The Plaintiff contends that Joe Dizona is only a rebuttal witness. (Filing No. 69, p. 1; Filing No. 75 p. 2.) However his expert opinion regarding the fair market value of the Property does not rebut any of the opinions offered by the Defendant's experts, but instead advances a new theory of recovery by the Plaintiff.

The Court concludes that Mr. Dizona will not be permitted to testify. Mr. Dizona's written opinion is limited to assessing the fair market value of the Property for breach-of-contract damages. He does not offer an opinion regarding the fair market rental value of the Property to rebut the testimony of Mr. Giff, nor an opinion regarding whether the Property could be sold without violating applicable state statutes, city ordinances or regulations to rebut the testimony of Mr. Stursma. Consequently, there has been no showing that Mr. Dizona's opinion is proper expert rebuttal testimony. The Defendant's Motion to Strike and Motion in Limine will be granted.

Trial by Jury

The Plaintiff in its Complaint requested a jury in this matter. (Filing No. 1.) At the Pre-Trial Conference, it became clear that the parties disputed whether the Plaintiff is entitled to a trial by jury.

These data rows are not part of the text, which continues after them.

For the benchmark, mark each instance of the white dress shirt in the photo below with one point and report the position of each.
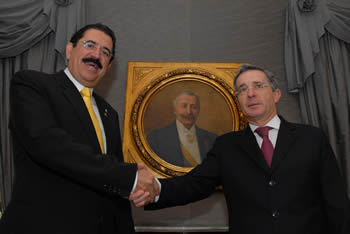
(93, 102)
(191, 145)
(274, 124)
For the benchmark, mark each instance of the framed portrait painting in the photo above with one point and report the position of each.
(174, 112)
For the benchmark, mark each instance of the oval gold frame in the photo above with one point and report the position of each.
(164, 80)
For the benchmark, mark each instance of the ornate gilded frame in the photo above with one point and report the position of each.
(146, 79)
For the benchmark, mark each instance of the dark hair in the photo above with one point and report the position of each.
(246, 67)
(103, 28)
(189, 93)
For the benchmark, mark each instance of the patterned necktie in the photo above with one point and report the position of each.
(85, 92)
(266, 146)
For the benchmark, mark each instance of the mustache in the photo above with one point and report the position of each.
(192, 117)
(93, 60)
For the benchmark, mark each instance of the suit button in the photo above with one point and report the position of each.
(272, 183)
(275, 214)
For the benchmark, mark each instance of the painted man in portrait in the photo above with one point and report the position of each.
(182, 143)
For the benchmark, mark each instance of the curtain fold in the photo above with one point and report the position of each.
(317, 61)
(33, 35)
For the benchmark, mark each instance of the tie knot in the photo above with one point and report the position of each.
(85, 92)
(263, 131)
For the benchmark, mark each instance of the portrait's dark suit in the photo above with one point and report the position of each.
(302, 193)
(165, 142)
(63, 184)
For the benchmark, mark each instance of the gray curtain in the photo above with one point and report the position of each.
(317, 61)
(33, 35)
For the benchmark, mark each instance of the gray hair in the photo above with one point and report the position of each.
(247, 67)
(190, 93)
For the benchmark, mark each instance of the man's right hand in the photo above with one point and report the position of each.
(147, 187)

The parties submitted briefs on the matter at the Court's request. (Filings No. 90 and 93.) After a review of the briefs and applicable law, I conclude that a jury will be called and all questions of fact appropriate for the jury's determination will be submitted to the jury. See Fed.R.Civ.P. 38 and 39.

IT IS ORDERED:

1. The Defendant's Motion to Strike Plaintiff's Disclosure of Rebuttal Expert Witness and Motion in Limine Pursuant to Fed.R.Civ.P. 37(c)(1) (Filing No. 67) is granted; and
2. The Plaintiff's Demand for a Jury Trial is granted.


Summaries of

Peak Interests, L.L.C. v. Tara Hills Villas, Inc.

United States District Court, D. Nebraska
Mar 5, 2008
CASE NO. 8:06CV747 (D. Neb. Mar. 5, 2008)
Case details for

Peak Interests, L.L.C. v. Tara Hills Villas, Inc.

Case Details

Full title:PEAK INTERESTS, L.L.C., a Colorado Limited Liability Company, Plaintiff…

Court:United States District Court, D. Nebraska

Date published: Mar 5, 2008

Citations

CASE NO. 8:06CV747 (D. Neb. Mar. 5, 2008)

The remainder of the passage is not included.